La maison de Morisot à Bougival, aux portes de Paris, continuait d'accueillir régulièrement des rassemblements d'un large éventail d'artistes et d'intellectuels parisiens. Morisot y peignait fréquemment des scènes du jardin en fleurs et du bois de Boulogne tout proche. En 1891, la famille s'installa dans une nouvelle maison à Mesnil, qu'elle peignit également à plusieurs reprises. Limitée par les conventions sociales de l'époque, où une femme peignant dans un lieu trop public aurait posé des problèmes, l'œuvre de Morisot se concentra sur des scènes domestiques, son jardin et sa fille.
Mort et héritage
Eugène Manet mourut en 1892, et la santé de Berthe déclina rapidement par la suite. Elle alla donc vivre avec sa fille mais continua à peindre quand elle le pouvait. Berthe Morisot mourut soudainement d'une pneumonie à Paris le 2 mars 1895. Sur son acte de décès, et c'est significatif des préjugés contre lesquels elle avait dû se battre tout au long de sa carrière, à la rubrique "profession", il est écrit "aucune". De nombreuses personnes n'avaient pourtant aucun doute. L'ensemble de l'œuvre du peintre fut présenté lors d'une exposition dans une galerie à Paris, une exposition organisée par des personnalités aussi éminentes que Renoir, Degas et Monet, qui considéraient tous Morisot comme leur égale dans la bataille finalement victorieuse pour changer le monde de l'art à jamais.

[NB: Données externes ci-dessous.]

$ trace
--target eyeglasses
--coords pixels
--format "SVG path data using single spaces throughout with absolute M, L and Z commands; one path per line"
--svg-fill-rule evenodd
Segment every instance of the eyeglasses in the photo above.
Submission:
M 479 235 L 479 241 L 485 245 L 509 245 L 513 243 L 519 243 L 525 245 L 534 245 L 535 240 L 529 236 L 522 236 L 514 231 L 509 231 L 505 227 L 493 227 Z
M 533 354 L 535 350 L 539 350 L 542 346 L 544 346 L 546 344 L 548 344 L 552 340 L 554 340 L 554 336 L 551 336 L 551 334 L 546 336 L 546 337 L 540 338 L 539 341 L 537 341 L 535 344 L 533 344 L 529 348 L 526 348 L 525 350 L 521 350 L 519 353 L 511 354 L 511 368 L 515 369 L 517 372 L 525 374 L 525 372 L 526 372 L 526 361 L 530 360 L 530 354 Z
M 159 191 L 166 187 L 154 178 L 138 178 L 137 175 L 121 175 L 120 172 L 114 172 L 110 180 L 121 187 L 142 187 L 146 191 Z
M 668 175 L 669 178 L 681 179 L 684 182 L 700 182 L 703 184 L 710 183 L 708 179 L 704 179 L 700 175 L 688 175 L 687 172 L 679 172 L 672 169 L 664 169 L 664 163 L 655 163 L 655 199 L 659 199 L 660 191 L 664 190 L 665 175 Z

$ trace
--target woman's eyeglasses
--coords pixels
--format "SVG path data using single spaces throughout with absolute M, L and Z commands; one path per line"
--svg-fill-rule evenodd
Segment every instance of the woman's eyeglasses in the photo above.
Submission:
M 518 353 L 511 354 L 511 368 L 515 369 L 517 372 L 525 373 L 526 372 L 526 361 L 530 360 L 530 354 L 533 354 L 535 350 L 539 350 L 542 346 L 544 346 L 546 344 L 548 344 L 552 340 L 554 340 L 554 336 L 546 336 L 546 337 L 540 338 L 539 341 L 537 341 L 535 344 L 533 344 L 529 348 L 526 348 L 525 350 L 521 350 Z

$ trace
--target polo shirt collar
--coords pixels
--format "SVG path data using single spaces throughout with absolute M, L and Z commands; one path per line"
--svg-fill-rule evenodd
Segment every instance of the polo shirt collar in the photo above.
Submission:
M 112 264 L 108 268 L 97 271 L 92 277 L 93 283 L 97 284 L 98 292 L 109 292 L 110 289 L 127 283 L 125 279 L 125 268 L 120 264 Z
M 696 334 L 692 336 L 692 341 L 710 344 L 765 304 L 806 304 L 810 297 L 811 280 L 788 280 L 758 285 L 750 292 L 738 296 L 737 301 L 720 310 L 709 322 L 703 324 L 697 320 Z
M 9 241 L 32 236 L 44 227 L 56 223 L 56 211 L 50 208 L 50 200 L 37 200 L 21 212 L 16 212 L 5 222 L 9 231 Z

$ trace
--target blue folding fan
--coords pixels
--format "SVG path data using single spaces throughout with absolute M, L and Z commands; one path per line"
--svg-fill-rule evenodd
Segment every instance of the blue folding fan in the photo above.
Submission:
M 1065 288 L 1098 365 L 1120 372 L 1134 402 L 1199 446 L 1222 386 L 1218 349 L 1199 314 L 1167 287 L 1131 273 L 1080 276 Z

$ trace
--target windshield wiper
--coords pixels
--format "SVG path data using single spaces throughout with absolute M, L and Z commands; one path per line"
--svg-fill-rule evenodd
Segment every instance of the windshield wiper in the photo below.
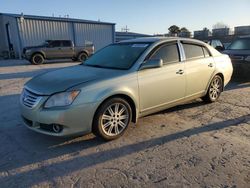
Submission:
M 89 66 L 89 67 L 105 68 L 101 65 L 88 65 L 88 64 L 84 64 L 84 63 L 82 65 Z

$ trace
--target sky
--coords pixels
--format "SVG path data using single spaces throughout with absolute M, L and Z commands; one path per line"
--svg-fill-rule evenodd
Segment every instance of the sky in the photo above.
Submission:
M 175 24 L 190 31 L 250 25 L 250 0 L 0 0 L 1 13 L 64 16 L 116 23 L 116 30 L 163 34 Z

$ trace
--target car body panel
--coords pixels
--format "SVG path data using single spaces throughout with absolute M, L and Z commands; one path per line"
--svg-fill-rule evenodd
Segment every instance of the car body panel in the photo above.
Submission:
M 179 70 L 184 70 L 181 62 L 138 72 L 142 113 L 185 97 L 185 75 L 177 74 Z
M 70 46 L 63 46 L 63 41 L 68 41 Z M 58 45 L 38 45 L 28 46 L 23 49 L 23 56 L 30 60 L 32 55 L 40 53 L 45 59 L 62 59 L 62 58 L 77 58 L 81 52 L 86 53 L 87 56 L 91 56 L 94 53 L 93 44 L 86 44 L 85 46 L 75 46 L 72 41 L 69 40 L 50 40 L 48 43 L 59 42 Z

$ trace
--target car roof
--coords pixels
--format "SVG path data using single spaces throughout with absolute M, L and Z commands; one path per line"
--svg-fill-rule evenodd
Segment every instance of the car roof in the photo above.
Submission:
M 182 41 L 189 41 L 189 42 L 195 42 L 195 43 L 201 43 L 204 44 L 204 42 L 196 39 L 190 39 L 190 38 L 181 38 L 181 37 L 141 37 L 136 39 L 130 39 L 130 40 L 123 40 L 118 43 L 155 43 L 155 42 L 168 42 L 173 40 L 182 40 Z

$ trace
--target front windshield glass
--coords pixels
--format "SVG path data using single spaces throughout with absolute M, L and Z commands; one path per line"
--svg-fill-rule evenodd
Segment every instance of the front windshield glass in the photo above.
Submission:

Morisot fut l'une des rares femmes peintres à avoir réussi, et ce succès contribua à lever au moins certains des obstacles auxquels se heurtaient les femmes artistes. En 1897, l'École des Beaux-Arts de Paris commença à accepter les femmes. Morisot contribua également à introduire une vision plus féminine du monde que les peintres masculins ne l'avaient fait auparavant. Sa peinture de son mari jouant avec leur fille dans le jardin n'était pas un sujet typique pour un artiste masculin qui aurait choisi la mère et l'enfant comme sujet. Autre exemple : sachant à quel point les vêtements féminins à la mode étaient inconfortables à porter, Morisot peignit ses femmes les portant tel qu'elles le faisaient dans la réalité, avec des boutons dépareillés et des rubans défaits, et donc pas de la manière souvent posée et semblable à un modèle que faisaient de nombreux artistes masculins. Bien que la réputation de Morisot se soit ternie au cours du demi-siècle suivant, elle est revenue sur le devant de la scène grâce aux historiennes de l'art féministes qui l'ont replacée à la place qui lui revient de droit dans le panthéon des grands peintres impressionnistes.